Нарочно вытаскивал их наружу и давил, как поганых тараканов. Совсем, как в их занюханной квартирке в Дижоне — неожиданно пришло на ум Юльке. Которую толстомордый кичливый француз сдавал русским за несусветную деньги, на которые можно снять Версаль. Козёл облезлый! Всё норовил обслюнявить её похотливым взглядом поросячьих глаз.
— Даяш, всё изменилось, — пробурчала она под нос, вновь поворачиваясь к своему ненаглядному и самому надёжному человеку в жизни. — Ещё ночью всё было в порядке. А теперь мне всё страшней и страшней. Как будто мы сбрендили и добровольно лезем под гильотину.
— Tu es beau? — льстиво объявил степной рыцарь свою даму прекрасной.
Как всегда, когда норовил уклониться от супружеской обязанности «пожалеть и приголубить». Потомок кыпчакских налётчиков терпеть не мог слюнявых реверансов, на которые она пыталась его раскрутить. А ей надо! Она же не железная.
— У тебя ужасное произношение, — дежурно обругала Юлька его французский.
— А у тебя характер, — не заржавело за благоверным. — Я же сказал: будь рядом, и мы всё преодолеем.
Его отеческую нотацию оборвал сигнал Юлькиного смартфона. Ей отчего-то не хотелось за него браться: сердце чуяло беду. Рука сама попыталась задушить в кармане верещащего и вибрирующего провокатора.

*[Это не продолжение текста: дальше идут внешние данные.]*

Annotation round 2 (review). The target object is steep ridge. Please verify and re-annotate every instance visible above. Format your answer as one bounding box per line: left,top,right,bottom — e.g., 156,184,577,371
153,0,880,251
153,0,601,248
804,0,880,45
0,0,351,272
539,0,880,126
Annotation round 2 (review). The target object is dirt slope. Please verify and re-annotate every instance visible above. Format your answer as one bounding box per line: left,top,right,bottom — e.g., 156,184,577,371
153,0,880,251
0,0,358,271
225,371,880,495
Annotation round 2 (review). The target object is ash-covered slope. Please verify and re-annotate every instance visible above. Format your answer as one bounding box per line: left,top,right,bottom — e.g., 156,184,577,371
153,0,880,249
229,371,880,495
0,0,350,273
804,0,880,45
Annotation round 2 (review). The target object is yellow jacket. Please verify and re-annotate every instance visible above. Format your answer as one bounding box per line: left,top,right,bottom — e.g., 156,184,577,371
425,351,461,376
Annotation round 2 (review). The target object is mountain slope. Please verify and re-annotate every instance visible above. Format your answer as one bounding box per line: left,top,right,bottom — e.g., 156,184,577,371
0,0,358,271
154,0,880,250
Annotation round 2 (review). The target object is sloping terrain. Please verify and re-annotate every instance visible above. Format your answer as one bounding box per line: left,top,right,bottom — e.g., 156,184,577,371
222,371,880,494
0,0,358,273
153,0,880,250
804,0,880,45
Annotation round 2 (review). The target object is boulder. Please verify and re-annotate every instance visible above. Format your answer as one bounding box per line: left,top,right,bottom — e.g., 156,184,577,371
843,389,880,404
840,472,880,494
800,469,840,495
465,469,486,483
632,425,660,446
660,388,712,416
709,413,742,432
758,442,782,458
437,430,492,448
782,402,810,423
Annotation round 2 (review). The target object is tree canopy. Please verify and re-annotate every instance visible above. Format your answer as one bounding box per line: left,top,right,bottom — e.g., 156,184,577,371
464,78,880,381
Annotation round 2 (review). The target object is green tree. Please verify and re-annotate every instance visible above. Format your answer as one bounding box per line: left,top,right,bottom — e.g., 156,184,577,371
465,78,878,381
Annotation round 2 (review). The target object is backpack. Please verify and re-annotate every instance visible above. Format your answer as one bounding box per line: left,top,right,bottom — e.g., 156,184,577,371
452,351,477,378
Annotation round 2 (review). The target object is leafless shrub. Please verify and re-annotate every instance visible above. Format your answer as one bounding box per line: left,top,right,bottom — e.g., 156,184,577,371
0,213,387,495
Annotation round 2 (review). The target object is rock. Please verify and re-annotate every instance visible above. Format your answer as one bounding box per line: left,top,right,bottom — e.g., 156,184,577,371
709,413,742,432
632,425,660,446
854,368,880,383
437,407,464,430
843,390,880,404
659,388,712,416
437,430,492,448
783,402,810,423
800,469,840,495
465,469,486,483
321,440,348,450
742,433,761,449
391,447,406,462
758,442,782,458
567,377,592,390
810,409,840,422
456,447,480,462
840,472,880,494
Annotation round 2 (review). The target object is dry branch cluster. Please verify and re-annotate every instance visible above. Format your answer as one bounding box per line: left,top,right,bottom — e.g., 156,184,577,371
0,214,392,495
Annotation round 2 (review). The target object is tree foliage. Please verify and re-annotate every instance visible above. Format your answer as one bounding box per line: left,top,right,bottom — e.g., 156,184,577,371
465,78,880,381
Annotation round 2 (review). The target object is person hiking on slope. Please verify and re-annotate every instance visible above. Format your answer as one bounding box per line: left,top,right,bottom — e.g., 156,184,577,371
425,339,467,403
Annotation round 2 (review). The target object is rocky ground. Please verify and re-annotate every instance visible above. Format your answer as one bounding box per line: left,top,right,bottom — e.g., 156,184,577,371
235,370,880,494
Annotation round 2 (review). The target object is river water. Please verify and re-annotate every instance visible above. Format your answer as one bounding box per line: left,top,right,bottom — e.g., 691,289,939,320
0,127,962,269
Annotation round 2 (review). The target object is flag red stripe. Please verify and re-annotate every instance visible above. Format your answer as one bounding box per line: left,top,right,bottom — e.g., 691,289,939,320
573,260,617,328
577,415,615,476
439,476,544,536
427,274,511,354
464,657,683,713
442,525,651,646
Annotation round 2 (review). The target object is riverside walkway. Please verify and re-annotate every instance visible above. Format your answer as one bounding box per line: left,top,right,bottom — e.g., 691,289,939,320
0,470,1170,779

— Ответь, — приказал Даян. — Это Севка. Или Кирилл. Все остальные контакты я отправил в игнор.
— Аспид, я не хочу знать ни о каких неприятностях, — со вздохом попросила Юлька, ответив на вызов.
— Даже о самых-самых? — деловито уточнил Севка, как-то непонятно хмыкнув.
— Что? — насторожилась она.
— Поздравляю! У нас теперь парочка бронзовых! — тоном зазывалы анонсировал сынуля.
— Ну да, — не поняла Юлька. — Пара. И что?
— Приплыли, — хмуро процедил Даян.
— Не ма, ты не поняла, — старался казаться безмятежно спокойным Севка. — У нас в Хаммере теперь два бронзовых летающих ёжика. И если батин дома…
— Он дома! — сухо заверил Даян, дав щелчка своему бронзовому тирану.
Шипастик, как сидел на руле, так и продолжил, иронично посверкивая глазками.
— Значит, и за мной пришли, — прилетел издалека вполне удовлетворённый голос Кирилла. — Так что мы не прощаемся.